Excerpt from Stories of Australia: In the Early Days
Marcus Andrew Hislop Clarke was born at Kensington - the Old Court suburb of London - on the 24th April, 1846. His father, William Hislop Clarke, a barrister-at-law, was recognised as a man of ability, both professionally and as a litterateur, albeit eccentric to a degree. Of his mother little is known beyond that she was a beautiful woman, of whom her husband was so devotedly fond that when her death occurred some months after the birth of the subject of this biography, he isolated himself from the world, living afterwards the life of a recluse, holding of the world an opinion of cynical contempt. Besides his father, there were among other brothers of his two whose names belong to the history of the Australian colonies; the one is that of James Langton Clarke, once a County Court Judge in Victoria, and the other, Andrew Clarke, Governor of Western Australia, who died and was buried at Perth in 1849. The latter was the father of General Sir Andrew Clarke, K.C.M.G., formerly Minister of Public Works in India, and Governor of the Straits Settlements. To the colonists of Victoria he will be better known as Captain Clarke, the first Surveyor-General of the colony, the author of the Existing Municipal Act, and one of the few lucky drawers of a questionable pension from this colony.

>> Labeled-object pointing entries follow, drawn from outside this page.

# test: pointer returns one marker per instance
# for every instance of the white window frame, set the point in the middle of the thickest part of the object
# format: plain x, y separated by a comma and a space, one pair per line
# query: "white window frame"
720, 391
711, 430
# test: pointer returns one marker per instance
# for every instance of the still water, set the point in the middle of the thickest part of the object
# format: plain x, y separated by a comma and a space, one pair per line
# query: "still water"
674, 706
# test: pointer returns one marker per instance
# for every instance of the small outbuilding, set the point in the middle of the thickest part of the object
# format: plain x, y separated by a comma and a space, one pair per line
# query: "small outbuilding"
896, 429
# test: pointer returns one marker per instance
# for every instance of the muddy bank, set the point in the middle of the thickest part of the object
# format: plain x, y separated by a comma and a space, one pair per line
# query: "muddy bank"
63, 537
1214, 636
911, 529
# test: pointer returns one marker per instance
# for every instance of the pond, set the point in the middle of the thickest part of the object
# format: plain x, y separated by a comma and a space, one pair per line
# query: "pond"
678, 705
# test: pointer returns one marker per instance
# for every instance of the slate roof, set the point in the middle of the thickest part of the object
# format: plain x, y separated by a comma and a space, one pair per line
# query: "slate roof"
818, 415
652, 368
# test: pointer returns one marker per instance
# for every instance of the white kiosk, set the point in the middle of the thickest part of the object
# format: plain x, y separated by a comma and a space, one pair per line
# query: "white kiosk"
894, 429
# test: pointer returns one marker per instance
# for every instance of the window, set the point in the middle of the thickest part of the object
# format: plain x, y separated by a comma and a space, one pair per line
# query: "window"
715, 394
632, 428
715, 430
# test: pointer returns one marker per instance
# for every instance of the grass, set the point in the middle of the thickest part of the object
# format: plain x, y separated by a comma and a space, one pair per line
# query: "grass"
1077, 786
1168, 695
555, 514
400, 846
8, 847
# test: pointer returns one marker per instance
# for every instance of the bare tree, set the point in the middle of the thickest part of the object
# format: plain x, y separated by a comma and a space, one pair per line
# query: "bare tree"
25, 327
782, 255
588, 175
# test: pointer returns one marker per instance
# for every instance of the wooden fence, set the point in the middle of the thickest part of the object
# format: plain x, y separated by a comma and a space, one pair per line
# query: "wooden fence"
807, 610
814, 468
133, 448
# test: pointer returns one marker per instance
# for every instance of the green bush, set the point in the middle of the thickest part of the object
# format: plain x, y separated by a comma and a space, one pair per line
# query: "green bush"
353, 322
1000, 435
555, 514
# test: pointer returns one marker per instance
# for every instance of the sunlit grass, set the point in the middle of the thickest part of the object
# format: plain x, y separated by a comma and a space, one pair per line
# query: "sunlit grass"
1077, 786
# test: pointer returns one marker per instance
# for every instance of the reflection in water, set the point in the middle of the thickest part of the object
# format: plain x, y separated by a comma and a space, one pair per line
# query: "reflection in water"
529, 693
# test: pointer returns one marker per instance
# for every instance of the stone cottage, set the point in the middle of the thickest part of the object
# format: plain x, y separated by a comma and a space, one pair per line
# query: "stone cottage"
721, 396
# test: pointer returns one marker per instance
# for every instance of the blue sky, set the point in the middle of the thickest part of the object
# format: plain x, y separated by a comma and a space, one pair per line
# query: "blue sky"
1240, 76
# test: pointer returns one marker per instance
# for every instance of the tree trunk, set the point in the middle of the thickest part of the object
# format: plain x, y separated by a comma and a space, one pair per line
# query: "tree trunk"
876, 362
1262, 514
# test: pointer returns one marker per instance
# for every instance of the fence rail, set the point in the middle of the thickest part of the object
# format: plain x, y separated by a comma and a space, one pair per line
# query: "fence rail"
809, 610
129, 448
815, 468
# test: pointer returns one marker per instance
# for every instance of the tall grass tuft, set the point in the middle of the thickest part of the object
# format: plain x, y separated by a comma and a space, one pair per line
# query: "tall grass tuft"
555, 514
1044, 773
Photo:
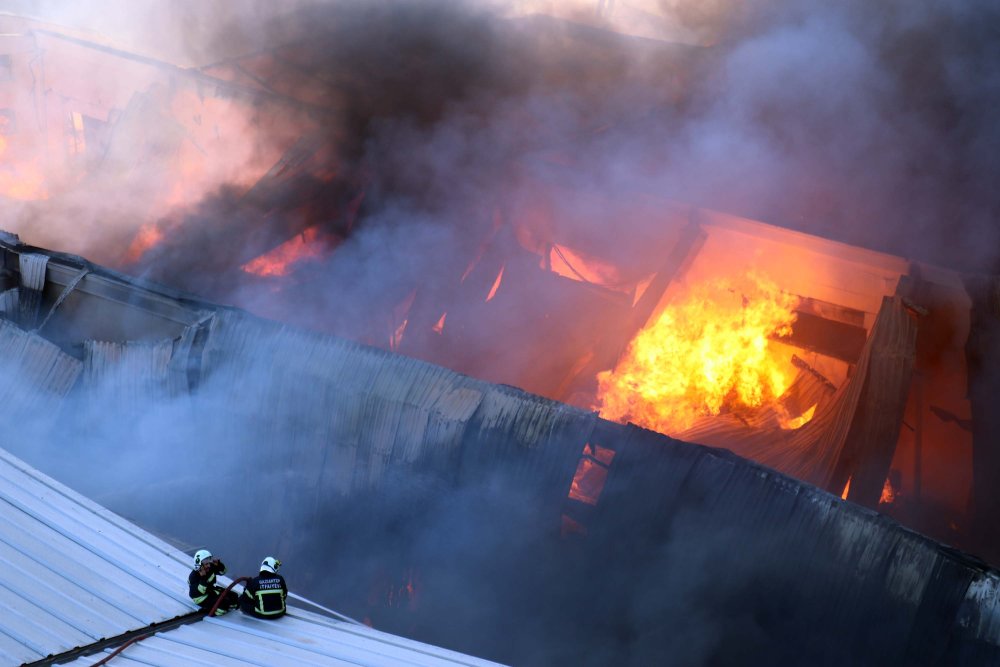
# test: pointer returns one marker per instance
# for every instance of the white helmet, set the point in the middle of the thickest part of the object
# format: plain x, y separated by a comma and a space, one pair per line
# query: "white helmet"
270, 564
201, 555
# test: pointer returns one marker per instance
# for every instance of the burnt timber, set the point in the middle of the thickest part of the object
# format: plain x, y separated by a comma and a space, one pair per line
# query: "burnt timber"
690, 551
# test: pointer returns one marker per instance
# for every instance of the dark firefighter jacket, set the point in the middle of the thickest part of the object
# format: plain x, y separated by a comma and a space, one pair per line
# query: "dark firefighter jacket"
202, 589
264, 596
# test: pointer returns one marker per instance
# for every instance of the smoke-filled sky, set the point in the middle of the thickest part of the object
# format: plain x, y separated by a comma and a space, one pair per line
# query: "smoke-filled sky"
868, 123
872, 123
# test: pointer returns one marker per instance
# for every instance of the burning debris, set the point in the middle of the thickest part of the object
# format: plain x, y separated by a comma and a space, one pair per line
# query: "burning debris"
540, 211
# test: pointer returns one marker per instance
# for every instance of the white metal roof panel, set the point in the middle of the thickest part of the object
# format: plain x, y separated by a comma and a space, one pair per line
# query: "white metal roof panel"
300, 638
72, 573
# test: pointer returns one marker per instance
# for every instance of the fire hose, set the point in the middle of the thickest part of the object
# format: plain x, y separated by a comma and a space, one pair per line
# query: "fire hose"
211, 612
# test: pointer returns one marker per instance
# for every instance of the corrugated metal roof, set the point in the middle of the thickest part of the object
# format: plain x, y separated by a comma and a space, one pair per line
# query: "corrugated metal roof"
299, 638
72, 574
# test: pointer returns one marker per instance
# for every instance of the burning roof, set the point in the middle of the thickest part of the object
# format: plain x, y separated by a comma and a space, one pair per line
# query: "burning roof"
373, 461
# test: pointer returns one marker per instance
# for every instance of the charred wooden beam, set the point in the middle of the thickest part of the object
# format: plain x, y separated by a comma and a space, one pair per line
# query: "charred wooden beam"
874, 429
611, 346
829, 337
982, 354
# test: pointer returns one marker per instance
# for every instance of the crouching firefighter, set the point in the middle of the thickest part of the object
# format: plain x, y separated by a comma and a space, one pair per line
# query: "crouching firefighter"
264, 595
202, 587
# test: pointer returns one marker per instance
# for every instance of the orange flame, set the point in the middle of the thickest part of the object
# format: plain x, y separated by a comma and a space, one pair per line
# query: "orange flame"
23, 180
496, 286
888, 493
591, 474
147, 237
792, 423
278, 262
707, 352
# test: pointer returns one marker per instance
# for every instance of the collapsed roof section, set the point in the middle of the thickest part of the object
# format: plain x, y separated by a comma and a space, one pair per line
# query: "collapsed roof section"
364, 438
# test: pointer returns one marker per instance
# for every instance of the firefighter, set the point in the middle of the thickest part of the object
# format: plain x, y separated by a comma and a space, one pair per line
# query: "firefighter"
201, 583
264, 595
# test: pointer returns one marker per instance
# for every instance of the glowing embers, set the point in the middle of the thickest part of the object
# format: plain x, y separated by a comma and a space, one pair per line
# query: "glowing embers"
591, 473
790, 423
19, 179
310, 244
889, 493
147, 237
708, 352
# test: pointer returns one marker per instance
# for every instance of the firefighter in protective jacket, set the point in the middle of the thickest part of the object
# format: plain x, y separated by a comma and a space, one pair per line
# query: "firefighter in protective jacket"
201, 583
264, 595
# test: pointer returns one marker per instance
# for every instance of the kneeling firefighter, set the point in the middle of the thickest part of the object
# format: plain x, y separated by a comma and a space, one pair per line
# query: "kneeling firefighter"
264, 595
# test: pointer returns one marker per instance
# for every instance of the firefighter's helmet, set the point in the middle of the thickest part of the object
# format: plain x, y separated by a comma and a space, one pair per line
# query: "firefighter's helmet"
270, 564
201, 555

The late Marcus Clarke claimed a distinguished genealogy for his family, which, though hailing as regards his immediate ancestors from the Green Isle, were English, having only betaken themselves to Ireland in the Cromwellian period. And among his papers were found the following notes referring to this matter: -
In 1612 William Clarke was made a burgess of Mountjoie, Co. Tyrone, and in 1658 Thurloe wrote to Henry Cromwell, desiring him to give Colonel Clarke land in Ireland for pay.

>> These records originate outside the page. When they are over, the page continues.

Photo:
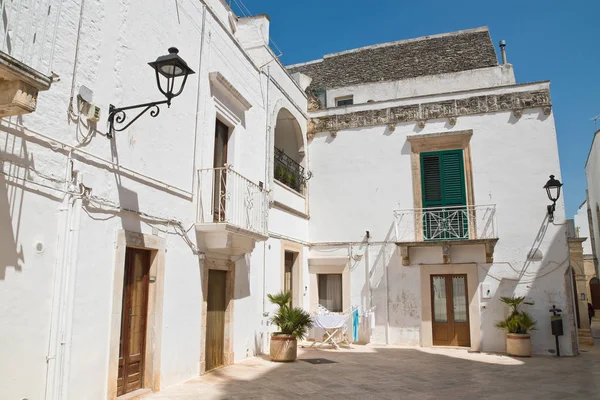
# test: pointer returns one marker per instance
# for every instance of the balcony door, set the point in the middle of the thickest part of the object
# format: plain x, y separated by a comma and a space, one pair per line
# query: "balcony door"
450, 310
220, 179
444, 195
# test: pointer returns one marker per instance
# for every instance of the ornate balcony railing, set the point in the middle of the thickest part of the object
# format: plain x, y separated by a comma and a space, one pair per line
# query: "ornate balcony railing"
446, 223
225, 196
288, 171
27, 31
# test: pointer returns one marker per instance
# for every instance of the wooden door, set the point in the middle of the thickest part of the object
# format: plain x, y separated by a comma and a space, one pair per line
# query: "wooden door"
450, 310
134, 314
216, 304
288, 277
220, 181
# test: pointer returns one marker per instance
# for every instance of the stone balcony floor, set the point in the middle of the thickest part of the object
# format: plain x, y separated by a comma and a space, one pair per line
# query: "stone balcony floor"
370, 372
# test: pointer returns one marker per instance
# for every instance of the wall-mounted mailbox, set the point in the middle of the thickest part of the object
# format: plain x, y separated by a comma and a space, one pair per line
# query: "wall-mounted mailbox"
486, 291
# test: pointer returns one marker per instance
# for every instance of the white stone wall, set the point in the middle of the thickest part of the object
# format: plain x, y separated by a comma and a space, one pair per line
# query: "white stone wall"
582, 224
426, 85
150, 167
363, 174
592, 171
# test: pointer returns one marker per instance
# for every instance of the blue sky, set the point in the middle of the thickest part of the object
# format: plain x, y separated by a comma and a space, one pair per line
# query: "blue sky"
546, 40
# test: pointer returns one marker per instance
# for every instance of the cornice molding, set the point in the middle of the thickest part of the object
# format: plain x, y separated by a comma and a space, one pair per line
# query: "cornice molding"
422, 112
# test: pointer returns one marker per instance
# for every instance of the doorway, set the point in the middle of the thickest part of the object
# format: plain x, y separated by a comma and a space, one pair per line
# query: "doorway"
450, 310
288, 274
134, 316
216, 304
220, 179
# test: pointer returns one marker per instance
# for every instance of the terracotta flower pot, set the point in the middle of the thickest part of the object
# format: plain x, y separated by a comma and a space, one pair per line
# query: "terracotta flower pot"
283, 347
518, 344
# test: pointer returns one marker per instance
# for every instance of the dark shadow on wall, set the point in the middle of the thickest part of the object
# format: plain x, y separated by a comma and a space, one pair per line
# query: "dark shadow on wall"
16, 165
533, 283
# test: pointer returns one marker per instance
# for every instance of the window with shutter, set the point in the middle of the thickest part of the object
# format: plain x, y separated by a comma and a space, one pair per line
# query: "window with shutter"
444, 192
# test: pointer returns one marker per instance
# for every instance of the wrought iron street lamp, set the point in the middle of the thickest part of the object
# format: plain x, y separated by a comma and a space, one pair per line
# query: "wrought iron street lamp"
553, 190
172, 69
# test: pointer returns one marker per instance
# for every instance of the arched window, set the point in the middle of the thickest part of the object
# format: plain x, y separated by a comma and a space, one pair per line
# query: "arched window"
289, 152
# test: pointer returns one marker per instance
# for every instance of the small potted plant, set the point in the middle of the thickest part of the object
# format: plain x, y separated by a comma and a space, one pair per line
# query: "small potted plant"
293, 323
278, 172
293, 181
517, 326
285, 177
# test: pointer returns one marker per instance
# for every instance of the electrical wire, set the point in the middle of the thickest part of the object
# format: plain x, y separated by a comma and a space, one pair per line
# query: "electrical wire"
177, 225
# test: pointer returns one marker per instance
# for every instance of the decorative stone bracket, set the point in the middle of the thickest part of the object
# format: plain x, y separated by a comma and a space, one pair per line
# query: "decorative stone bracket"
422, 112
19, 86
446, 246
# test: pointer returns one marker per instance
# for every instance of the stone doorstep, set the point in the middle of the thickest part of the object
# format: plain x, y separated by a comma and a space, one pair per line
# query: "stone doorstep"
136, 394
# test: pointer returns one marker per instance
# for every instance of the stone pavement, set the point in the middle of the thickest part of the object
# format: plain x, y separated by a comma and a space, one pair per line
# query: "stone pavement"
369, 372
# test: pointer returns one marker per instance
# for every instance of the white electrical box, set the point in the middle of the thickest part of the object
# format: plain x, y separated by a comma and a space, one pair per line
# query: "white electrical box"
486, 291
93, 113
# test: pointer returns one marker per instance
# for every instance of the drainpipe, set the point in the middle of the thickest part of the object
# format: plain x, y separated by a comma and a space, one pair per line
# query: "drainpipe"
387, 300
70, 281
59, 346
503, 51
53, 357
574, 329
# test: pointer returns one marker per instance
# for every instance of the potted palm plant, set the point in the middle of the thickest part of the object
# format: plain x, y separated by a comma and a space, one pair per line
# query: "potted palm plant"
293, 323
517, 326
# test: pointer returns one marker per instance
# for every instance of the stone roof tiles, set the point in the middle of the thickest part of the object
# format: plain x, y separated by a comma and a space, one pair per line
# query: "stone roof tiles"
429, 55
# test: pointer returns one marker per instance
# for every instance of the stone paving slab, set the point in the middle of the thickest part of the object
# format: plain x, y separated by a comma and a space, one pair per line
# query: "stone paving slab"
372, 372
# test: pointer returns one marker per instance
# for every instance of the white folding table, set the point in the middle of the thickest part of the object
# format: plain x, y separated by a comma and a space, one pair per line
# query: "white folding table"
332, 324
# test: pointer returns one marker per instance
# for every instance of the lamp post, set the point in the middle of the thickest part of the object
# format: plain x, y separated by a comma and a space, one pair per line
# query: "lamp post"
171, 68
553, 191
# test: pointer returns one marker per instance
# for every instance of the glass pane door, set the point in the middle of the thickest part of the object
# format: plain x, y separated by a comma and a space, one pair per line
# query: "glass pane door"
440, 306
459, 298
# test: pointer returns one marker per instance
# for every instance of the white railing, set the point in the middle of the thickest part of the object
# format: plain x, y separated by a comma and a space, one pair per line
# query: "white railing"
446, 223
226, 196
28, 30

With an inherited delicate constitution, and without the love-watching care of a mother, or the attention of sisters, he passed his childhood. And that the absence of this supervision and guidance was felt by him in after years, we have but to read this pathetic passage from a sketch of his: -
To most men the golden time comes when the cares of a mother or the attention of sister aid to shield the young and eager soul from the blighting influences of wordly debaucheries. Truly fortunate is he among us who can look back on a youth spent in the innocent enjoyments of the country, or who possesses a mind moulded in its adolescence by the gentle fingers of well-mannered and pious women.
When considered old enough to leave home the boy was sent to the private school of Dr. Dyne in Highgate, another suburb of London, hallowed by having been at one time associated with such illustrious names in literature as Coleridge, Charles Lamb, Keats, and De Quincey. Here he obtained whatever scholastic lore he possessed, and was, according to the opinion of a schoolfellow, known as a humorously eccentric boy, with a most tenacious memory and an insatiable desire to read everything he could lay hands on. Owing to his physical inability to indulge in the usual boyish sports, he was in the habit of wandering about in search of knowledge wherever it was to be gleaned, and not infrequently this restless curiosity, which remained with him to the last, led him into quarters which it had been better for his yet unformed mind he had never entered. Here especially was felt the absence of a mother's guidance, which was unfortunately replaced by the carelessness of an indulgent father. Of his schooldays little is known, save what can be gathered from a note-book kept by him at that period; and even in this the information is but fragmentary. According to this book he seems to have had only two friends with whom he was upon terms of great intimacy.